Use these steps to size hardware, tune configuration, and keep query latency predictable.

Tuning quick-start

Query patterns

  • Prefer parameterized queries to maximize plan cache hit rate and reduce parse/plan overhead.
  • Add indexes before tuning hardware: see range indexes, full-text, and vector indexes.
  • Keep projections narrow: return only needed fields; paginate with SKIP/LIMIT.
  • Avoid Cartesian products: ensure patterns are selective and anchored with labels/properties.

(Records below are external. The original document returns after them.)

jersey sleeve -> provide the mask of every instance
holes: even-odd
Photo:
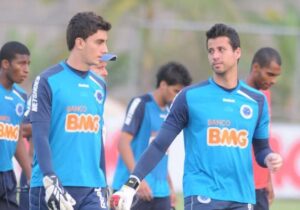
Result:
[[[54,174],[49,145],[51,90],[45,78],[37,76],[33,84],[30,121],[37,162],[43,175]]]
[[[33,84],[30,120],[50,122],[51,89],[44,77],[38,76]]]
[[[259,117],[257,126],[253,135],[254,139],[268,139],[269,138],[269,110],[266,97],[263,95],[261,102],[259,102]]]
[[[156,138],[137,162],[132,175],[142,180],[163,158],[167,149],[188,122],[188,106],[185,92],[175,98],[170,114],[163,123]]]
[[[134,98],[127,107],[122,131],[135,136],[144,118],[145,102],[141,98]]]
[[[186,101],[186,91],[181,91],[175,97],[170,113],[162,125],[168,129],[175,129],[176,131],[181,131],[188,123],[188,104]]]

Concurrency and scheduling

  • Keep THREAD_COUNT near physical cores for balanced workloads; lower it if you see CPU saturation from many concurrent writes.
  • Increase MAX_QUEUED_QUERIES cautiously to avoid memory bloat; combine with timeouts to shed load gracefully.
  • For mixed workloads, reserve a dedicated FalkorDB instance for heavy analytics so OLTP queries stay predictable.

Memory and result sizing

  • Tune RESULTSET_SIZE to prevent accidental full-graph scans from overwhelming clients.
  • For large bulk inserts, stage writes and batch in transactions rather than single huge queries to reduce peak memory.
  • Monitor memory after raising CACHE_SIZE; higher caches improve plan reuse but consume RAM.

Observability loop

  • Track query latency, queue depth, and timeout counts in your monitoring stack.
  • Re-run GRAPH.PROFILE after schema or index changes; plan shape and cost can shift when data distributions change.
  • Baseline throughput for representative datasets and queries, then document expected SLOs for teams.